On 3 July 2021, as England were preparing for their quarter final match against the Ukraine, I was in Fewston – catching up with my oldest friend, Andrea (featured in the photo above), traipsing through knee high grass in the graveyard with my third cousin, Paul, and reliving childhood memories gazing across the adjoining reservoir towards the gabled rooftop of Swinsty Hall.
Later I was idly wondering whether we were related to any of the five Yorkshire-born players and Google, being Google, gave me an answer. It turns out our family connection to the England team is not with the players, but with the manager, as the gabled rooftop I was reminiscing over is the current home of Gareth Southgate and this being the Washburn Valley there was bound to be a family connection.
Back in 1985 my sisters & I were all attending the tiny village school of Norwood. What do I mean by tiny? I had two fellow pupils in my year group (one being Andrea). My sister Helen had none, she was the sole person in her school year. When I left the following summer there were twenty-seven pupils and when the school closed a few years later there were just sixteen. By contrast, I was walking with a London-born friend last week. As we passed one of the ubiquitous four-story Victorian London primary schools, he commented that he had long thought everyone went to schools of this kind where sixty plus pupils were admitted every year.
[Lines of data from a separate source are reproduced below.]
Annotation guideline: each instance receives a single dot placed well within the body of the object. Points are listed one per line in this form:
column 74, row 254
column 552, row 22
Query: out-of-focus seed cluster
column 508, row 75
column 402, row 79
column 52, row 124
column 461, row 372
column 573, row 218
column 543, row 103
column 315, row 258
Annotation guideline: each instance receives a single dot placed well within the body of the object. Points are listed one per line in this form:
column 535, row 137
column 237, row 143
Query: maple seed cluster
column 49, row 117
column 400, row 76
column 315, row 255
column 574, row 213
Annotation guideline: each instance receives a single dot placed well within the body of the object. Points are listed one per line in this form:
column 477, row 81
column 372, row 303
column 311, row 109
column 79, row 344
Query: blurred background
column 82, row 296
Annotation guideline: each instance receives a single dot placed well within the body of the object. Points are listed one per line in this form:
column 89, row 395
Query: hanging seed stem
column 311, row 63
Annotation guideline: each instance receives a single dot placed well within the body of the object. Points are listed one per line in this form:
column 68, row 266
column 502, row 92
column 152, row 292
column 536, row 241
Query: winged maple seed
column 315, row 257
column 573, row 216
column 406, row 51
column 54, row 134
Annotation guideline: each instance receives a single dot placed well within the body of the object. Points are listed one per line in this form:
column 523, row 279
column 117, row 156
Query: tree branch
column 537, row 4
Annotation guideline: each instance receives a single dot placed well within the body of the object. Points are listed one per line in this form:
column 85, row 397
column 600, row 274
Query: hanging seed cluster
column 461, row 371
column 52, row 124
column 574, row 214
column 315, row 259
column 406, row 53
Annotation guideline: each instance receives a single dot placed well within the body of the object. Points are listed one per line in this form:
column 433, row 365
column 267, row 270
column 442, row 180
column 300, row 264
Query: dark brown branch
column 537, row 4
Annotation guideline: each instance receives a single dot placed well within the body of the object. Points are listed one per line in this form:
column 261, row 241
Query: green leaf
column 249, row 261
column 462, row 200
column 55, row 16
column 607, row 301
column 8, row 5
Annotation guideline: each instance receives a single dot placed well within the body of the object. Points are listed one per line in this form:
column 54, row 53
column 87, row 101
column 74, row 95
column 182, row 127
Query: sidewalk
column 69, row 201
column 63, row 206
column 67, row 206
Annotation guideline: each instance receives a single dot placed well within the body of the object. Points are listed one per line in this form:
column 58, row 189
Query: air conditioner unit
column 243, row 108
When one or two teachers are trying to effectively educate children ranging in age from four to eleven you have to be creative and engage with the whole community and that’s how we ended up at Swinsty Hall re-enacting the seventeenth century studying clothing, food, dancing & the English civil war. We were joined by parents (well, mothers), younger siblings and even the local vicar all dressed in seventeenth century garb. Lunch was served on the massive oak table in a wood panelled dining room and afterwards there was square dancing on the lawn surrounded by old flower beds.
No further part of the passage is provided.